Catherine Arenou, maire divers droite de Chanteloup-les-Vignes, était "K.O. debout en sortant". Emmanuel Macron "a nié le rapport Borloo, il a nié le fait que les élus sont des représentants de leurs collectivités, il a nié tout le travail associatif", a-t-elle critiqué sur France Inter.

A gauche, la maire socialiste de Bondy (Seine-Saint-Denis), Sylvine Thomassin, est "écoeurée": elle dit sur RTL avoir quitté la salle dix minutes avant la fin du discours, "quand le président a prononcé pour la troisième fois le mot +clientélisme+ en parlant des élus locaux".

"Je ne l'ai pas encore digéré", a abondé le député Nouvelle Gauche du Val-d'Oise François Pupponi, sur France Inter.
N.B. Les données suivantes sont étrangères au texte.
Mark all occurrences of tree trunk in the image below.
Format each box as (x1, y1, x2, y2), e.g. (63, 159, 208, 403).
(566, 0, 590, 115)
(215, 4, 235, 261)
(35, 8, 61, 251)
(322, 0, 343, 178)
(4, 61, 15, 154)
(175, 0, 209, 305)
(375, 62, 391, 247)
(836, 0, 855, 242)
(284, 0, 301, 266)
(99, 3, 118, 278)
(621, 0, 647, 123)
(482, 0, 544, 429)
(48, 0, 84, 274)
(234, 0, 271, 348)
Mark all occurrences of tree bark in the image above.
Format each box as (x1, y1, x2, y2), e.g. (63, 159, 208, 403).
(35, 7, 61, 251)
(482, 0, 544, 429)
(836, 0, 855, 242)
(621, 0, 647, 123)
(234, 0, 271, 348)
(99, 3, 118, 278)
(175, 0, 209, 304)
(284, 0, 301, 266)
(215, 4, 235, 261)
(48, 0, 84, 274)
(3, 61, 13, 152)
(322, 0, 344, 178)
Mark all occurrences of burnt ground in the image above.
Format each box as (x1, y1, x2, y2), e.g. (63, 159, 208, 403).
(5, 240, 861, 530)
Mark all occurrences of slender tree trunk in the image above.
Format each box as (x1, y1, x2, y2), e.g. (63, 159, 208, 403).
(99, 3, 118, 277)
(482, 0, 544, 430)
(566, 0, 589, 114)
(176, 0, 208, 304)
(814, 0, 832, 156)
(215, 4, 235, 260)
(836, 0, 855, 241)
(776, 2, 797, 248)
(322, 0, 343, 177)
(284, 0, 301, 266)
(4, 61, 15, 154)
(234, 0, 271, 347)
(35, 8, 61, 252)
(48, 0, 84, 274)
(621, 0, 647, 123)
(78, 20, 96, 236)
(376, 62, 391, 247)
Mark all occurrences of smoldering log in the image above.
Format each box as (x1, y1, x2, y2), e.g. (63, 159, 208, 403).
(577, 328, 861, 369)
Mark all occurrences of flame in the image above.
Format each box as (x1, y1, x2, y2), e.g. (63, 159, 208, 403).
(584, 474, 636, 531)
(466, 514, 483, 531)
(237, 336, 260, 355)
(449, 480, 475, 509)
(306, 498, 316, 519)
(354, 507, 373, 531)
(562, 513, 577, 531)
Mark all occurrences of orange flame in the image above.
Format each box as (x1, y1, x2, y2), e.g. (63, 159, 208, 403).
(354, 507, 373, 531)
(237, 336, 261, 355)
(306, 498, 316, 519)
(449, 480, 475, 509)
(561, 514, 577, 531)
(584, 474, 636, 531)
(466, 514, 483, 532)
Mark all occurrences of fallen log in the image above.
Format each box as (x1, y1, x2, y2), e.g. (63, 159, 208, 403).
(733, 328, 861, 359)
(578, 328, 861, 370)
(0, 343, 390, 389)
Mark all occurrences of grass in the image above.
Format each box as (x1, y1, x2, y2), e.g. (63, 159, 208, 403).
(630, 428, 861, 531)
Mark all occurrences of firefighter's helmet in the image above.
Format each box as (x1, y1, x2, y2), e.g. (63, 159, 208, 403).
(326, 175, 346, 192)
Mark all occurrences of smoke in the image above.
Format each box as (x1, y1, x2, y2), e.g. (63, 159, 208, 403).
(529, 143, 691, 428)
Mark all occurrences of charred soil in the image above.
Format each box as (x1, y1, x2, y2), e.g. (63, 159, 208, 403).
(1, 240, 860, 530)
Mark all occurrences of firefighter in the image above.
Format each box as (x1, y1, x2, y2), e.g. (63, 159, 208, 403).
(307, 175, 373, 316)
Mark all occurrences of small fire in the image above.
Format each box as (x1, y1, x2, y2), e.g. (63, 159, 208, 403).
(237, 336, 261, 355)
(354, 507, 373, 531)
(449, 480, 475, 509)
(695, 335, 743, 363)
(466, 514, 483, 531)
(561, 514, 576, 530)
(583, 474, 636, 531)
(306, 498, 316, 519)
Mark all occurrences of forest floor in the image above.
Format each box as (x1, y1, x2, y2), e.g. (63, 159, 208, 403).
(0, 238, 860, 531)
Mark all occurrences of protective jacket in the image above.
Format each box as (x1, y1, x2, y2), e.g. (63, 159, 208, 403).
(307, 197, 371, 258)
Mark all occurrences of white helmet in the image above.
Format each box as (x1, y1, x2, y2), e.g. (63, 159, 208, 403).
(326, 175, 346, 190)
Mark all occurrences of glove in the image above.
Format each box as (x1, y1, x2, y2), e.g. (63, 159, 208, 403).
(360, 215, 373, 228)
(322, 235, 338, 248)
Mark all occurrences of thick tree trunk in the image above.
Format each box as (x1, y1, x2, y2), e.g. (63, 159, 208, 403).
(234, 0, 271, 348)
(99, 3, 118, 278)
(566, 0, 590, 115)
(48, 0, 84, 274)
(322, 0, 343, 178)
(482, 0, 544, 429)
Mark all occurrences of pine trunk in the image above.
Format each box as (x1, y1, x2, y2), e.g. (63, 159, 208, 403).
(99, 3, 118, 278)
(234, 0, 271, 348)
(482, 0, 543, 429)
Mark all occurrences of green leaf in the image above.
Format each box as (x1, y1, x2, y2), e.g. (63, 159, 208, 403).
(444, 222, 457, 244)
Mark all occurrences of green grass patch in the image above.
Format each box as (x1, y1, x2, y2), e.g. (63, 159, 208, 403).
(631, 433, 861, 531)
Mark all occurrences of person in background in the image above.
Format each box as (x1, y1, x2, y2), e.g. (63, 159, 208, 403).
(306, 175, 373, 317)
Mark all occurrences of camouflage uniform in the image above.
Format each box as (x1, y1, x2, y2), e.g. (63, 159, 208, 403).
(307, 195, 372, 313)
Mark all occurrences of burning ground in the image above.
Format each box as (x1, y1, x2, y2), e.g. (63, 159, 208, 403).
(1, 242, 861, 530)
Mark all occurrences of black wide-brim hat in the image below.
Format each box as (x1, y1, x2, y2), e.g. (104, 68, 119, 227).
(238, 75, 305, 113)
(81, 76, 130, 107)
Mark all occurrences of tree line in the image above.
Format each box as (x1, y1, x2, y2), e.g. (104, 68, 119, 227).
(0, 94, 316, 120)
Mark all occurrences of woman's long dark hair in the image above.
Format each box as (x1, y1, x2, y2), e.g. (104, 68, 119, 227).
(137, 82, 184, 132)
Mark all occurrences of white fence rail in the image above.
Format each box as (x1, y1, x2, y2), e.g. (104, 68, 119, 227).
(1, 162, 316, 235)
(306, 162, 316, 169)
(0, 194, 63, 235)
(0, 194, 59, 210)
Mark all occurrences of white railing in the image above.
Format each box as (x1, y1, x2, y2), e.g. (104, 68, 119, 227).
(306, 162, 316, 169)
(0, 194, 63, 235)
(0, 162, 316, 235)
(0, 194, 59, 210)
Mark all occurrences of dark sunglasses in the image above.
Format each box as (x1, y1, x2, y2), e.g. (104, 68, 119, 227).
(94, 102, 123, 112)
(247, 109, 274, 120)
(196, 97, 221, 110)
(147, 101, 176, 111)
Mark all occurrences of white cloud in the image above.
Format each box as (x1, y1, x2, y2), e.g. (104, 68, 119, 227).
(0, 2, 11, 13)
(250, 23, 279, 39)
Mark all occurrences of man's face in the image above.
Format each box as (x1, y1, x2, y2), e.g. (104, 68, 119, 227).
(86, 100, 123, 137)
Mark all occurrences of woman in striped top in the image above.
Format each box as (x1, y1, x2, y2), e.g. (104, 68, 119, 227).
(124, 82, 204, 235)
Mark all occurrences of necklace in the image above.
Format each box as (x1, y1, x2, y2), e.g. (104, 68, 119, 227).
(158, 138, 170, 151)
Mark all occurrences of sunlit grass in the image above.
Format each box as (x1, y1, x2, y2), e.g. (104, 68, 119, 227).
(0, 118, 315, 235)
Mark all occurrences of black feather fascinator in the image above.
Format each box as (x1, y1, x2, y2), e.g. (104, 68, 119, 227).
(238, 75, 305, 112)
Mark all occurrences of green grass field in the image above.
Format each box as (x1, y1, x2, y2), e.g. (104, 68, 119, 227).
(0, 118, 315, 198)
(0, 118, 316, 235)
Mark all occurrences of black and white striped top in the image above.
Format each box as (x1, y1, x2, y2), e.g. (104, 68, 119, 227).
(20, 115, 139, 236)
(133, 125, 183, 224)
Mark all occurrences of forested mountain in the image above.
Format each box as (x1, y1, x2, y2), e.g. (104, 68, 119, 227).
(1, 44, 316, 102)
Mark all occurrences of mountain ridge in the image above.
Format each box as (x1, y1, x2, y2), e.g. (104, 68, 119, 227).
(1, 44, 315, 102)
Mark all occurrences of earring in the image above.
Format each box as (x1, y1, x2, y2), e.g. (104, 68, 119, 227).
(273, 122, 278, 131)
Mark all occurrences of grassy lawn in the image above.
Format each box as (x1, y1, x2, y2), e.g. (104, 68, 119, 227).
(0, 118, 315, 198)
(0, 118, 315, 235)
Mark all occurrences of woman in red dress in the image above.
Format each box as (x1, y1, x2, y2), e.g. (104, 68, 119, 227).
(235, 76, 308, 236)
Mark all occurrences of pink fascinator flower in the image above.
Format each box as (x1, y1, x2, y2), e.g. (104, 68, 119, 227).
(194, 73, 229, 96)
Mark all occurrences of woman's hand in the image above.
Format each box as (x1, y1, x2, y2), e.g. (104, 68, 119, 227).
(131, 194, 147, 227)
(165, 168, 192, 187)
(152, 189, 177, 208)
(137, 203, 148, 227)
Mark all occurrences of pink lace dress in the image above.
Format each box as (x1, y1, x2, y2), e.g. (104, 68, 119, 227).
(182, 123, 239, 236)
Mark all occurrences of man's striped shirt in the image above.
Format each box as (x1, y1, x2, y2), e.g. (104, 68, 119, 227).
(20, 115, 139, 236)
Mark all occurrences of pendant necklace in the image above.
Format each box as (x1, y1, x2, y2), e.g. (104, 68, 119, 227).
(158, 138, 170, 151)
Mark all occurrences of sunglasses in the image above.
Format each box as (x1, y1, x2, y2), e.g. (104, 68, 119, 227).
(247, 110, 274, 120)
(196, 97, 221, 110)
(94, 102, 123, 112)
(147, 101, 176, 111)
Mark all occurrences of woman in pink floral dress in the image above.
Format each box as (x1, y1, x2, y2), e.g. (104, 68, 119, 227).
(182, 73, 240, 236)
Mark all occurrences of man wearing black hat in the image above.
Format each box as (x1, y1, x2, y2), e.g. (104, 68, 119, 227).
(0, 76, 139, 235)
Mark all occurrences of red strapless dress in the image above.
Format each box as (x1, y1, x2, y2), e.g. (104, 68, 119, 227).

Il évoque même un "tournant historique lorsque le président de la République dit que les acteurs des quartiers n'ont pas réussi à régler les problèmes et qu'il faut donc en changer", travailler avec d'autres, niant ainsi "la légitimité démocratique" des élus.

Qui sont ces autres acteurs ? "Un certains nombre de réseaux issus de la diversité (...) qui disent +nous sommes légitimes, la France est redevable vis-à-vis de nous, vous nous avez colonisés, on veut le pouvoir sur ces bases-là+", selon M. Pupponi. Mais "le pouvoir s'acquiert démocratiquement par le vote", et "laisser le champ ouvert à ces discours-là est dangereux", s'inquiète-t-il.

- "Passer à la réalité concrète" -

Du côté des moyens financiers, le manque est criant, se plaignent aussi ces élus.

Pour Jean-Louis Marsac, maire divers gauche de Villiers-le-Bel, une commune du Val-d'Oise secouée par des émeutes il y a dix ans, il n'y a "pas grand-chose".

Sujet-clé dans ces quartiers, la relance de la rénovation urbaine reste en suspens selon ces maires, et le doublement de la dotation pour l'Agence nationale de renouvellement urbain (Anru), à 10 milliards d'euros, était déjà prévu.

"A Villiers-le-Bel, on souhaite démolir au moins deux tours et quelques bâtiments, ce n'est pas avec les annonces du président de la République qu'on va pouvoir les financer", explique M. Marsac.

François Pupponi dénonce, lui, le double discours du gouvernement consistant à dire qu'"il faut arrêter de ghettoïser le ghetto" alors que "la loi Elan (sur le logement, NDLR) prend des mesures pour ghettoïser le ghetto".

Si les 30.000 stages pour les élèves de 3e ou le testing dans les grandes entreprises sont salués, certains notent qu'élus, associations et entreprises n'ont pas attendu le chef de l'Etat pour agir dans ce sens.

Et côté sécurité, le nombre annoncé de 1.300 policiers supplémentaires pour 60 quartiers leur paraît faible.

Evoquant la police de sécurité du quotidien, déjà promise par le président, Bruno Beschizza souligne que dans sa commune de 83.000 habitants, "les choses ne sont pas faites, rien de concret n'est encore arrivé".

A l'inverse, pour le maire LR de Toulouse, Jean-Luc Moudenc, Emmanuel Macron "n'a éludé aucun des sujets essentiels qui font le quotidien des élus locaux: la sécurité, la lutte contre les trafics de stupéfiants ainsi que la radicalisation".

Le maire de Nice Christian Estrosi a salué la perspective d'un accès des maires au fichier FSPRT des personnes recensées pour radicalisation islamiste. Mais "je ne me bercerai pas de mots et nous attendons d'Emmanuel Macron que nous passions à la réalité concrète et que d'ici l'été les maires disposent enfin de ces fichiers", a-t-il prévenu sur Sud Radio.

Le chef de l'Etat a fixé un rendez-vous d'étape pour juillet.